Romney's worst enemy

Right-wing radio host Bryan Fischer says Romney "is going to be far more careful" after a gay aide resigned Tuesday

Published May 1, 2012 10:29PM (EDT)

Bryan Fischer        (Jeff Malet/<a href=''></a>)
Bryan Fischer (Jeff Malet/

How much of an impact will culture-warrior and anti-gay obsessive Bryan Fischer have on the election? Plenty, if you take the resignation today of Richard Grenell, Mitt Romney's openly gay foreign policy spokesman, to be a casualty of the American Family Radio host's crusade against him. "I was kind of pleasantly surprised," Fischer says of Grenell’s resignation, adding, “I think Governor Romney is going to be far more careful now."

Grenell, a former Bush aide, had just last month criticized the Obama administration in the Washington Blade for not doing enough for gays and lesbians. (Grenell also came under fire from liberals for a spate of sexist tweets.) On April 20, Fischer was the first to condemn Grenell, tweeting: "Romney picks out & loud gay as a spokesman. If personnel is policy, his message to the pro-family community: drop dead."

Though his radio audience is larger, Fischer currently has fewer than 1,400 Twitter followers. But within a day Buzzfeed was on the case, asking for (and not getting) comment from the Romney campaign. Meanwhile, fellow "family values" conservatives like Tony Perkins and Gary Bauer were only too happy to agree that Grenell had to go, and Fischer started making the television rounds.
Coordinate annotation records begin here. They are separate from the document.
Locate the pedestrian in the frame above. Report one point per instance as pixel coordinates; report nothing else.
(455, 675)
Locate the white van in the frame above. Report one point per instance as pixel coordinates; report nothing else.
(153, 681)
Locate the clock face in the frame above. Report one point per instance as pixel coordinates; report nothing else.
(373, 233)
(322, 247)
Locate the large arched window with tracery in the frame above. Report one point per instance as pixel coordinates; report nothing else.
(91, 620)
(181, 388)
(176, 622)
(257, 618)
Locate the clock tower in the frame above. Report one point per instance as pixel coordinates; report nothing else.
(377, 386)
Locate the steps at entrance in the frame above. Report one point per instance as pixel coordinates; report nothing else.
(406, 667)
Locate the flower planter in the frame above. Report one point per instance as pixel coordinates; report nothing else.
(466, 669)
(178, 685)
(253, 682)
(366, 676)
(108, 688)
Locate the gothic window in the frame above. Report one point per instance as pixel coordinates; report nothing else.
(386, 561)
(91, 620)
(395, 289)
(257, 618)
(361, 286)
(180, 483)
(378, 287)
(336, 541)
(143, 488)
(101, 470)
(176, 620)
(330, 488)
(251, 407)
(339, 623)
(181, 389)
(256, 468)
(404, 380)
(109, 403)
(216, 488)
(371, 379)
"The reason I was concerned is that this, I believe, was a shout-out on Governor Romney's part to the homosexual lobby, because he knew that Grenell was a homosexual activist," Fischer says, noting that the hire came only after several Christian right groups and the National Organization for Marriage had already endorsed Romney. "Richard Grenell could not possibly have been the only qualified individual that Governor Romney could find … If it wasn’t about homosexuality, than why did so many gay rights groups celebrate the hire?"

Upon resigning, Grenell told the Washington Post's Jennifer Rubin, "My ability to speak clearly and forcefully on the issues has been greatly diminished by the hyper-partisan discussion of personal issues that sometimes comes from a presidential campaign." So is Fischer, whose Twitter stream is a steady diet of anti-gay invective and Romney skepticism, convinced that he won?

"Governor Romney may not do the right thing out of political conviction, but he will do the right thing out of political expediency, and this I think would be an example," Fischer says. "This is what I think is good for the pro-family community. … I think it’s going to be a long time before he hires another homosexual activist in a prominent position in his campaign."

Still, Fischer isn’t on board now with Romney. The two have some history predating Grenell. Fischer, who has attacked Mormonism and blamed gays for the Holocaust, was called out by Romney at CPAC last October. “We should remember that decency and civility are values too,” Romney said at the time. “One of the speakers who will follow me today, has crossed that line, I think.” A spokesman later confirmed to Politico that Fischer was the intended target. Fischer says he took that, too, as a shout-out to the "homosexual lobby."

Fischer never really quite gave up on Santorum, as recently as April 4 writing, "If, for the sake of argument, Romney wins the nomination, social conservatives had better shift their intense focus to taking over the Senate and the House, as we will not have a reliable ally in the Oval Office no matter who wins in November. Obama will be an in-your-face adversary on social issues, and Romney will be a splintered reed on which to lean at best. He has, of course, been saying the right things on the campaign trail, but his record (as opposed to his rhetoric) is reason for grave concern."

Would he grant Romney an endorsement if the campaign sought it? "I think that's about as likely as a meteor hitting your living room tonight," he says dryly, though he adds he was "extremely encouraged" by Grenell's resignation. But is that enough for him to drop the misgivings that Romney is actually a cultural conservative? "Do I trust him?" Fischer says. "No."